We are implementing A Vision for Change, which I know we are coming to next week. As such, we are on a constant journey to try to increase the number of community child and adolescent psychological teams, old-age teams, liaison teams and adult teams. It is all set out and we are on a particular road map to implement the policy. We have a view and are able to see within each CHO where it is in terms of what it should have in its area. We know how far from A Vision for Change norms it might be or even from the national average and we know which areas are worst off and best off, etc. There is a plan in place for the business we are in and what we have to try to achieve. They can spend money in line with the operational plans. We have a national service plan and an annual operational plan and each community health organisation has its own operational plan which is a "drop-down" from the national plan. There is a very clear map set out.

Chairman

As such, it is not their own decision to say what can go-----

Ms Anne O'Connor

It is to a certain extent, but they cannot go off and simply develop some unrelated service which is not set out as a priority for the mental health division. They are funded to provide certain things.

Mr. Stephen Mulvany

The chief officer has a head of mental services and a head of primary care. The chief officer cannot decide to spend the mental health money on something that is not mental health.

Chairman

What about allocations specifically for child mental health services?

Mr. Stephen Mulvany

The head of mental health services and the chief officer can propose, in their engagement with my colleagues here, spending additional money on child mental health services. If they get agreement for that and it is in line with policy, they can make a decision. As Ms O'Connor is trying to make clear, we are trying to foster local accountability and decision-making but it is within the overall policy framework. That means they have to meet the major priority needs first. What they propose must make sense. I used to be involved directly in this division and I note that my colleagues are trying to encourage local services to make the right decisions and to feel some ownership and empowerment in that regard. However, it is not laissez-faire. It is not possible to say it was put into child care and into elderly care if it is not the most obvious priority.

Ms Anne O'Connor

We mentioned MHID and dual diagnosis. There are areas that we can see are priorities nationally which might not necessarily be identified by a chief officer as a local priority. Nevertheless, we know we should have MHID services in all areas. We get into that discussion on a monthly and yearly basis.

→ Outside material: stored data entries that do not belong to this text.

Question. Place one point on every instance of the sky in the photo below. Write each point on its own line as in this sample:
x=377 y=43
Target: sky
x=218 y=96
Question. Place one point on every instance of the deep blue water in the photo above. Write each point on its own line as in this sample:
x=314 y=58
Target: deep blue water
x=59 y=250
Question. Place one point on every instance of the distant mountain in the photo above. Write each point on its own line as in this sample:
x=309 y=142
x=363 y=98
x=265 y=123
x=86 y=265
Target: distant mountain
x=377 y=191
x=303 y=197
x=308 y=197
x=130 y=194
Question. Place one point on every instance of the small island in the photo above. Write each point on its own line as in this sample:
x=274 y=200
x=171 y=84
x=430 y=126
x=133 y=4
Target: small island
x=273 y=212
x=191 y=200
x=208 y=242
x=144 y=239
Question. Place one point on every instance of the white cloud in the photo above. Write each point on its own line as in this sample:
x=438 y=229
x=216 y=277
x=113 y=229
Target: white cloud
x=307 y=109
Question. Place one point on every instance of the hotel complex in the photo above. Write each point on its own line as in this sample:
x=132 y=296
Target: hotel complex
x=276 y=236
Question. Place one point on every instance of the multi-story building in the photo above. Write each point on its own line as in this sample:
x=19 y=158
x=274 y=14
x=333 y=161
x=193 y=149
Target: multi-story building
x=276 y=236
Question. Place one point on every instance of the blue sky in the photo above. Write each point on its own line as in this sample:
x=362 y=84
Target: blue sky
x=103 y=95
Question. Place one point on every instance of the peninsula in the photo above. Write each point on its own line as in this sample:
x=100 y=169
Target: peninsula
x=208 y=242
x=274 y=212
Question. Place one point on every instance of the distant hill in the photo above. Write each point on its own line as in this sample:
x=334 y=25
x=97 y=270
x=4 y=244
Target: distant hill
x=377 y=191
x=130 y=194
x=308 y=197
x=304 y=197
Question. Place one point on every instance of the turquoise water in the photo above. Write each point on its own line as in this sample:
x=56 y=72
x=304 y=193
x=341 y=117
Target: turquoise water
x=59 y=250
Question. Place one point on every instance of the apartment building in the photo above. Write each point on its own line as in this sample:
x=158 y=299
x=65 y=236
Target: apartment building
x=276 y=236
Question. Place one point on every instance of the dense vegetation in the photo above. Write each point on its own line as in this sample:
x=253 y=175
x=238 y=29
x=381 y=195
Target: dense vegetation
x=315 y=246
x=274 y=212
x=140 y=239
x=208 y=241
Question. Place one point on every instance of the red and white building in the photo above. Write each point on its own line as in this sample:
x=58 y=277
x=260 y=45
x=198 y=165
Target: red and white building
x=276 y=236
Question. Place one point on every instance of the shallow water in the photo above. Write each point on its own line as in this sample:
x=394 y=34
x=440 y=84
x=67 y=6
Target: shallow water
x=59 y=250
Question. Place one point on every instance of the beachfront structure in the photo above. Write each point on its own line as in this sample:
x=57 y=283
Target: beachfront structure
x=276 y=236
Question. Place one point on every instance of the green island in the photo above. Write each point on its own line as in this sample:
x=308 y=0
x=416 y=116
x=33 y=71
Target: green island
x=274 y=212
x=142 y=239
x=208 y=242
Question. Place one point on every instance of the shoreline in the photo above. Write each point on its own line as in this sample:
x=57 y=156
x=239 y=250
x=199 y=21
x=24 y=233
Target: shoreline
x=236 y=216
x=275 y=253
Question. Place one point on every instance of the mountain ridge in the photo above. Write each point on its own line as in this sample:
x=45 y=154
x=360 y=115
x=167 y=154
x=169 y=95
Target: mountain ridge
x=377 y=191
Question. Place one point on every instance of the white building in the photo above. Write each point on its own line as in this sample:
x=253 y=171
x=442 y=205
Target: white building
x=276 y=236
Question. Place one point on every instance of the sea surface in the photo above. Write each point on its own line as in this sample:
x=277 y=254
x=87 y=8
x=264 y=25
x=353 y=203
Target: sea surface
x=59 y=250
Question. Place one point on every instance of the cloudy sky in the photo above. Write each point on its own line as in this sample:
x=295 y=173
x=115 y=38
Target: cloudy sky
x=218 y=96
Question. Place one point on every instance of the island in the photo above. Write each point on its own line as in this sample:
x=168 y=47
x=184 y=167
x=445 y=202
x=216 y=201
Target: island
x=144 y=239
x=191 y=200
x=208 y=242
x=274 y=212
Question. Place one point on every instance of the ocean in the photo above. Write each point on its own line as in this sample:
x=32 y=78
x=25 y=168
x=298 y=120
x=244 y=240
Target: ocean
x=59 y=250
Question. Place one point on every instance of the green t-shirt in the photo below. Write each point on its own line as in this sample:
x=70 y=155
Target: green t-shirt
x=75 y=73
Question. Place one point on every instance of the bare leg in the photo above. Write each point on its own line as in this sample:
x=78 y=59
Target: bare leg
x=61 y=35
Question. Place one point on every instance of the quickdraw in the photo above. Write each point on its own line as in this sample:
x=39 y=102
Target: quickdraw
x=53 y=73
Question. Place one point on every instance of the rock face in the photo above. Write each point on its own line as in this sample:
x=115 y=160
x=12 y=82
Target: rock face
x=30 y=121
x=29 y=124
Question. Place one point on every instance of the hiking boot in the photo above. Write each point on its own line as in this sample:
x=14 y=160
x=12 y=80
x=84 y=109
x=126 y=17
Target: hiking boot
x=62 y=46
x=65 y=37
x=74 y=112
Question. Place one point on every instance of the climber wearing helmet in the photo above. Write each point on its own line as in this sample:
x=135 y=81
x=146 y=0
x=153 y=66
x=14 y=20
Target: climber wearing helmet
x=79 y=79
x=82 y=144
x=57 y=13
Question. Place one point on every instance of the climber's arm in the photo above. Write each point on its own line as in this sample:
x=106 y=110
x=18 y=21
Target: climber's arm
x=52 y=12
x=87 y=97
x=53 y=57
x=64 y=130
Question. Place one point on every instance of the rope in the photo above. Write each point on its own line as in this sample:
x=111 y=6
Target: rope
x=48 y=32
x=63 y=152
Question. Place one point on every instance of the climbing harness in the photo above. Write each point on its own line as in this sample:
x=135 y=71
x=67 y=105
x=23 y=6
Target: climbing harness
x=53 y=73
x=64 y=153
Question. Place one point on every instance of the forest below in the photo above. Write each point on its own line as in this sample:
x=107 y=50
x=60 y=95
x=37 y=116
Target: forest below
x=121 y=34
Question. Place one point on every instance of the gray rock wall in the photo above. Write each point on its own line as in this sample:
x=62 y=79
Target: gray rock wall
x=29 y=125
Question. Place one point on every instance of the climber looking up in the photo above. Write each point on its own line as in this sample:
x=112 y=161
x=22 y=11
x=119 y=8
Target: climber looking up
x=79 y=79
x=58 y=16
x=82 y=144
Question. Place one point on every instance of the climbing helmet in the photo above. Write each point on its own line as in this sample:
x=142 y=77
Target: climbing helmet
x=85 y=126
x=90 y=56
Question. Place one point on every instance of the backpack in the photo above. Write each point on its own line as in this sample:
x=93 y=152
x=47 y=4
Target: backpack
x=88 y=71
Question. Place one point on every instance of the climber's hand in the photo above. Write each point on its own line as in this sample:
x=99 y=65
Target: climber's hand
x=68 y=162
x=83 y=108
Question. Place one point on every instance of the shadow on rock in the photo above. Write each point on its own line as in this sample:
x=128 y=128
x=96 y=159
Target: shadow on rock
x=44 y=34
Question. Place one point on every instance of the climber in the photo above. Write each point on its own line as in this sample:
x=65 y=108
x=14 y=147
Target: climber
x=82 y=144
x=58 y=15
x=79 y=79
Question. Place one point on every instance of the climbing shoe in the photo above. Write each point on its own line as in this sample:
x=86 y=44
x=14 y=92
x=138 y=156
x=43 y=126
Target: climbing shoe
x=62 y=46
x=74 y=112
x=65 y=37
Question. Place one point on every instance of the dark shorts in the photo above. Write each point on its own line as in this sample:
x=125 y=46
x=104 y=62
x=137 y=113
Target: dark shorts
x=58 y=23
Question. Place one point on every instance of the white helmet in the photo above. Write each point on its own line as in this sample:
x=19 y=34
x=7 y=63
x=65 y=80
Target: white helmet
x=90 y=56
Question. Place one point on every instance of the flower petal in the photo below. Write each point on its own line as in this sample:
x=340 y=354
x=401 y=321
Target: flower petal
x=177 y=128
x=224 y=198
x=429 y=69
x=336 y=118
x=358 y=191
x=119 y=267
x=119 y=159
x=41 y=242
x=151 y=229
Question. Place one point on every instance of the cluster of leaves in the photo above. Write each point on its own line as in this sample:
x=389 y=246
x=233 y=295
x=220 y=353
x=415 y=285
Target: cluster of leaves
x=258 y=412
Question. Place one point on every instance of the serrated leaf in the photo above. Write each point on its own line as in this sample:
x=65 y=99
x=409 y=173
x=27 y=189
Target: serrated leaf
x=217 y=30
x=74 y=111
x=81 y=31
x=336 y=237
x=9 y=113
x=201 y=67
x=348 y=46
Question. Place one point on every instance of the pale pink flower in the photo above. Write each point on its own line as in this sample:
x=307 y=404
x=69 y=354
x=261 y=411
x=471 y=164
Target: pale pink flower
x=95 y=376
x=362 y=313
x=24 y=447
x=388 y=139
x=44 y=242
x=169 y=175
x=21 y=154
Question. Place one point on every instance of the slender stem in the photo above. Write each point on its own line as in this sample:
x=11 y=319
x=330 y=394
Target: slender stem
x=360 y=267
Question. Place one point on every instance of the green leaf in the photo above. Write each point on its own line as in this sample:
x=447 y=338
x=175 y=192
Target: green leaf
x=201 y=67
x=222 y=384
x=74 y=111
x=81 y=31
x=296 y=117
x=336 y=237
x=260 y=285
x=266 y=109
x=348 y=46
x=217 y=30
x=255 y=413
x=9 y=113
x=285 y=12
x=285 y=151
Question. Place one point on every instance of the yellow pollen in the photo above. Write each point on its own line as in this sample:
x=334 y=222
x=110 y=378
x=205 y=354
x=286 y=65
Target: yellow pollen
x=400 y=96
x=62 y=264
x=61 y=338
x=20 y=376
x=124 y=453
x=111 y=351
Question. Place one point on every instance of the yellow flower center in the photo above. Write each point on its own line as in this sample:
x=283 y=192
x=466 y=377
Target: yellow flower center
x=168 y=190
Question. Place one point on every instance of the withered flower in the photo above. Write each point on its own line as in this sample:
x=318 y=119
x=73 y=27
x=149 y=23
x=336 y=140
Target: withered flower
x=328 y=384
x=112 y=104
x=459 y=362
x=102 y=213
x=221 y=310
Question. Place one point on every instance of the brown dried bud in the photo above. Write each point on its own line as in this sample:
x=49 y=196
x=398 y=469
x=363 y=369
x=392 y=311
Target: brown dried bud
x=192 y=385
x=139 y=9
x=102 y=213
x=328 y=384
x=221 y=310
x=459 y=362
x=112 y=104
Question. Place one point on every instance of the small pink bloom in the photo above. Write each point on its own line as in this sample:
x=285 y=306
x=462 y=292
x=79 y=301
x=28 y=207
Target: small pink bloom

I have a final question on the tables on the CAMHS spend. The average spent is approximately €4 per capita. In CHO 9, however, it is up to €4.28 and in CHO 8, it is down as low as €3.58. There seems to be a large anomaly.

Ms Yvonne O'Neill

What table is that?

It is table 1 - population served by community health services.

Ms Yvonne O'Neill

It is just the population served.

My apologies, it is just a statistic. I understood it to mean something else.

Chairman

The session has not been easy for any of us. All we are trying to do is identify what is missing and what needs to be looked at so that we can do something together to improve mental health services in Ireland. I thank the witnesses for attending and for the information they have provided to the committee. We will ask the witnesses to return as soon as we get the figures from them.

The joint committee adjourned at 4.20 p.m. until 10 a.m. on Thursday, 30 November 2017.